Those who have remarked the backlash against the Disney-era Star Wars saga--and certainly its more political component, which has been the object of most of the attention--have noted the irony that the original films were left-wing, and that to a degree far beyond what would be acceptable in a Hollywood blockbuster today, the Star Wars movies included. (One should recall that the Emperor was inspired by the vision of a dictatorial Nixon presiding over an America gone fascist, Alderaan North Vietnam.) But the right enjoyed them anyway, happily embracing the movie, so that when Edward Kennedy criticized the Strategic Defense Initiative as a "Star Wars" fantasy, Richard Perle, then Assistant Defense Secretary for Global Strategic Affairs, reportedly suggested that, like an improv performer following their partner's lead, they "just go with it."
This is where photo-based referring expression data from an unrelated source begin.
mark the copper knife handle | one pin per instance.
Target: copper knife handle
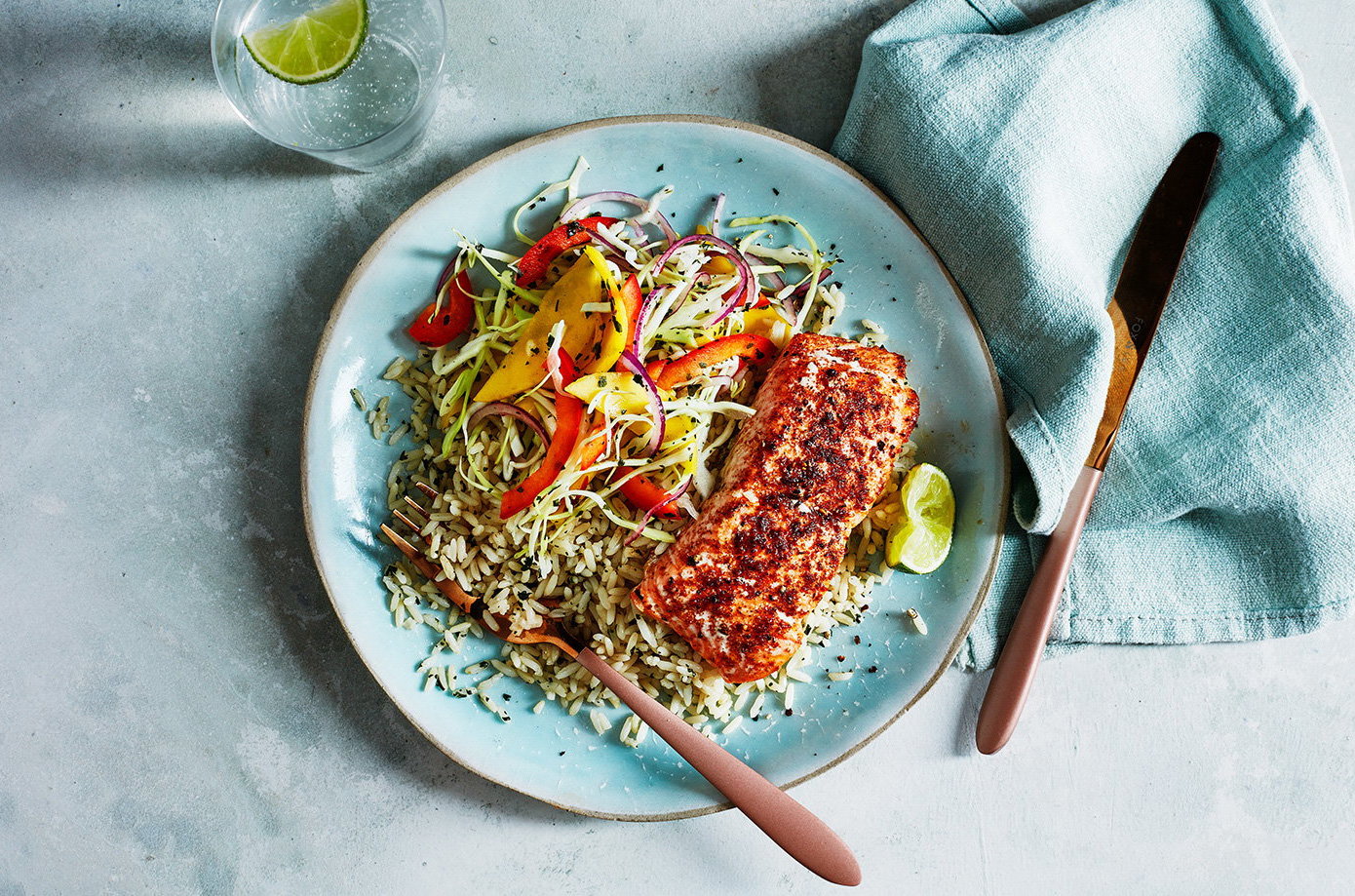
(1025, 644)
(792, 826)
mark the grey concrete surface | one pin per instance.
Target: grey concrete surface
(180, 712)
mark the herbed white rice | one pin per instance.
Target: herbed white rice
(583, 573)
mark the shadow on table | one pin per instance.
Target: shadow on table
(136, 100)
(340, 683)
(803, 90)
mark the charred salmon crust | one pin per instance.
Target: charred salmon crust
(830, 420)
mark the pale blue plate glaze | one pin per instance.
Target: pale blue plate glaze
(961, 430)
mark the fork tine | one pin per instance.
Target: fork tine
(404, 546)
(450, 589)
(406, 521)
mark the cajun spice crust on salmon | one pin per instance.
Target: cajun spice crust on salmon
(830, 420)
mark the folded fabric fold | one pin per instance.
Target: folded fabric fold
(1026, 155)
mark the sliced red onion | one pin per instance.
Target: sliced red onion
(747, 281)
(506, 409)
(656, 402)
(649, 514)
(716, 214)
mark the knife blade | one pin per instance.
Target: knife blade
(1145, 280)
(1136, 306)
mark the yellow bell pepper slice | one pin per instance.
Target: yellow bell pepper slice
(764, 322)
(526, 362)
(621, 392)
(615, 332)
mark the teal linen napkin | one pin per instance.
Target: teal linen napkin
(1026, 155)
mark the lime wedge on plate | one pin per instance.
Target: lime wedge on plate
(920, 538)
(315, 46)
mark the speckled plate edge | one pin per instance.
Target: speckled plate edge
(563, 132)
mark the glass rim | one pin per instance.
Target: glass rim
(218, 35)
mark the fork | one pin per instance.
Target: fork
(792, 826)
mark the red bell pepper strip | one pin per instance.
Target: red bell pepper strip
(645, 496)
(631, 298)
(441, 323)
(751, 347)
(569, 413)
(590, 448)
(535, 260)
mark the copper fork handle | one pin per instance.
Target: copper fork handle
(1015, 670)
(792, 826)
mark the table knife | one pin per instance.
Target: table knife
(1135, 309)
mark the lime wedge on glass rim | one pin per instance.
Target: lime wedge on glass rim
(315, 46)
(920, 537)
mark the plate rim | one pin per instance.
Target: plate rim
(378, 246)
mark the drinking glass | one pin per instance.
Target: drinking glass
(371, 113)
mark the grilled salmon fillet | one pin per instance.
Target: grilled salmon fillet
(817, 453)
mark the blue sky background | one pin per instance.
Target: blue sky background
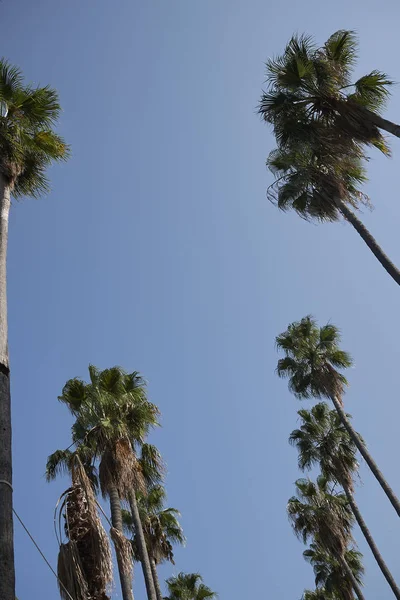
(158, 251)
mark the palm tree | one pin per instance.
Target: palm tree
(113, 417)
(161, 530)
(323, 185)
(320, 132)
(317, 513)
(322, 439)
(84, 561)
(188, 586)
(319, 594)
(311, 363)
(28, 145)
(329, 574)
(317, 82)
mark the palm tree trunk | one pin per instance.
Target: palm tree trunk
(370, 541)
(142, 548)
(352, 579)
(365, 454)
(116, 520)
(155, 579)
(382, 123)
(7, 579)
(371, 242)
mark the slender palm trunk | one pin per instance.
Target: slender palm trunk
(116, 520)
(371, 242)
(352, 579)
(365, 454)
(143, 552)
(370, 541)
(7, 578)
(382, 123)
(155, 579)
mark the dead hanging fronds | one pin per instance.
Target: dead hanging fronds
(119, 467)
(88, 538)
(123, 550)
(71, 579)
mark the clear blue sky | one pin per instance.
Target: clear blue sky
(158, 251)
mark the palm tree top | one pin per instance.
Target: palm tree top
(315, 82)
(312, 359)
(323, 440)
(114, 405)
(188, 586)
(28, 144)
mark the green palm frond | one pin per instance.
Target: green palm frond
(188, 586)
(312, 359)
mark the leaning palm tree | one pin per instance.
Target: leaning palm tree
(323, 440)
(84, 561)
(317, 82)
(318, 125)
(322, 185)
(113, 417)
(329, 574)
(188, 586)
(319, 514)
(312, 359)
(28, 145)
(161, 530)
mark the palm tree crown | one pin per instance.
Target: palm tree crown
(309, 83)
(312, 357)
(188, 586)
(323, 440)
(160, 525)
(28, 145)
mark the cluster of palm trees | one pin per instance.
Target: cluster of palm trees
(109, 454)
(323, 122)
One reason, I suppose, was that the particular leftishness of the movie was not so conspicuous--radical, admittedly, but elusive. By contrast the politics against which so many have reacted in recent years—above, identity politics-minded "representation"--have been in their very nature conspicuous, being "in your face" the whole idea, with predictable results.
But it also seems to me a matter of the public hyper-consciousness of the associated politics that feeds on itself--encouraged by the way the mainstream's political battles have changed, while also encouraging those changes.
In short, the movies changed, but so did the audience--and the latter factor of no small importance.